ELIANECHIRON.COM

Il y a donc une présence brisante, elle n'est jamais inscrite ni mémorable. Elle n'apparaît pas

SORTI DE LA MER AU RIVAGE

1

« Il peut y avoir une présence que le miroir ne peut pas réfléchir, mais qui le brise en miettes » : Lyotard, dans L'inhumain , emprunte à un écrit chinois l'idée de cette « présence brisante » nommée « miroir clair ». Ce miroir clair est d'emblée brisant : rien avant le bris, rien après. Nulle inscription dans l'espace et le temps. L'espace et le temps n'existent plus.
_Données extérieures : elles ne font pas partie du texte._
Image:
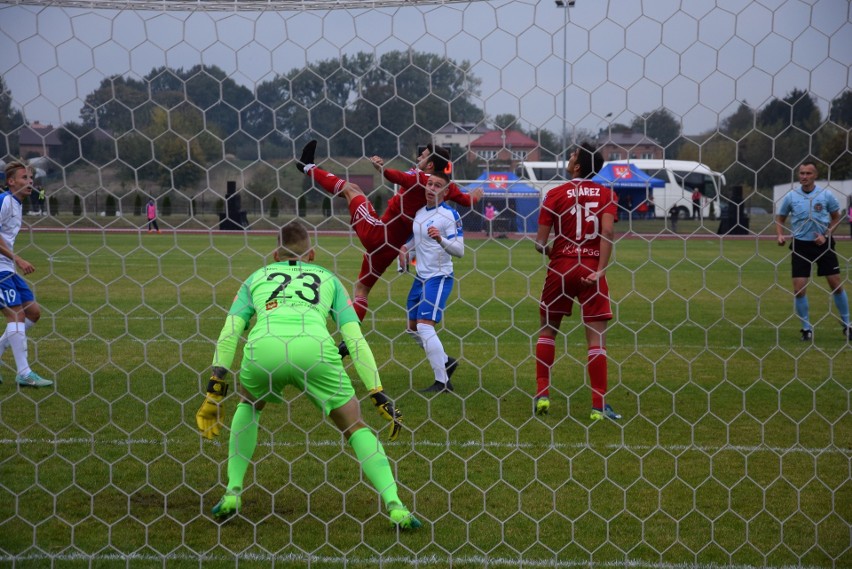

Cette violence du bris opérée par le miroir serait la pixellisation accidentelle et incompréhensible de l'enregistrement vidéo d'une installation-performance ( La mariée ) réalisée en Martinique, au Centre de Fonds Saint-Jacques, en janvier 2005, pour une exposition intitulée Noces au noir.

2

Ce petit livre contient sept images extraites de cette vidéo numérique, elles sont ensemble et séparément la présence de ce bris. Ce livre est la dernière œuvre, imprimée sur place, de cette exposition du Palais Kheireddine, dans laquelle on peut voir et entendre la vidéo pixellisée sauvée du désastre. Révélant la force de ce désastre et son énergie créatrice, les pixels mettent à nu la matière feuilletée de l'image, brisée comme le verre et le miroir que l'artiste casse à grands fracas dans la vidéo.

3

C'est comme lorsqu'en Chine on souligne d'un trait de pinceau la ligne de cassure d'un vase, au lieu de la camoufler comme on le ferait en occident. C'est comme lorsqu'ils fracassèrent les idoles …L'image de l'artiste mise en pièces par les pixels, fracturée par leur tranchant, devient inhumaine. Dionysiaque aussi bien. Fait de la multiplicité incommensurable des pixels, l'auteur disparaît derrière l'œuvre, devient un artefact , une tekhné .

4

Il ne s'agit pas de dénoncer la course aux millions de pixels des appareils mis sur le marché, mais d'en donner à voir la formation, de rendre visible ce que l'art d'aujourd'hui montre et cache à la fois : que l'humain est en train de disparaître. Oui, l'usage des appareils affecte nos corps. Il s'agit là de l'anamnèse du premier atome de vie « sorti de la mer au rivage », dont parle Dante dans son Enfer. Allons plus loin que Foucault : nul visage humain n'a jamais été inscrit sur ce rivage. Ou bien reconnaissons que ce visage est d'emblée effacé, n'existe qu'effacé, en même temps qu'il est écrit .

5

Comment les pixels peuvent-ils être ce miroir clair venu de Chine? Ils le sont dans leur « apparaître » au lieu de vouloir disparaître dans la course aux millions qui font vendre les appareils. En toute clarté, dans leur « ouvert » qui efface la figuration convenue, les pixels et les reflets des miroirs brisés s'unissent en d'étranges  Noces au noir . Il faut des gants de jardinier pour manier les bords tranchants de cette clarté, ouverture inhumaine entre le proche et le lointain.

6

C'est l'origine mathématique des images numériques qui est rendue visible. D'un coup. Et avec elle l'inhumanité et la part archaïque du fonctionnement de notre cerveau. Il ne s'agit pas de synthèse, mais d'une figure reptilienne du passage, comme l'est la Mariée, semblable au poème de René Char :

« amour réalisé du désir demeuré désir » .

7

Ce passage ou anamnèse a le sens qui seul intéressait Valéry : "Toute œuvre est l'œuvre de bien autre chose qu'un auteur". En effet, "l'œuvre n'existe comme telle qu'en tant qu'elle se délivre de cette présence, et l'auteur ne devient auteur que lorsqu'il cesse d'être homme pour devenir cette machine […], cet instrument d'opérations et de transformations [ …]. Il ne faut jamais conclure de l'œuvre à l'homme, mais de l'œuvre à un masque, et du masque à la machine". Seul demeure le désir et ce qu'il machine : les noces improbables de la vague et de la plage, du grain de sel et du grain de sable, dans le « grain de la voix » des tempêtes qui déversent aux rivages le fond des océans. Le cerveau de l'artiste fomenterait ces noces cosmiques de la nature et de la machine (aujourd'hui des appareils). L'artiste, pour se donner naissance, se faire de bris et de morceaux, assourdissants, est toujours l'alchimiste qui transmute les débris de son époque apportés par les grandes marées d'équinoxe.

 

Éliane Chiron, 3 janvier 2006

J.F. Lyotard, L'inhumain. Causeries sur le temps , Paris, Galilée, 1988, p. 66.

Genette, "Vertige fixé", in Figures I , Paris, Seuil, 1966, p. 263.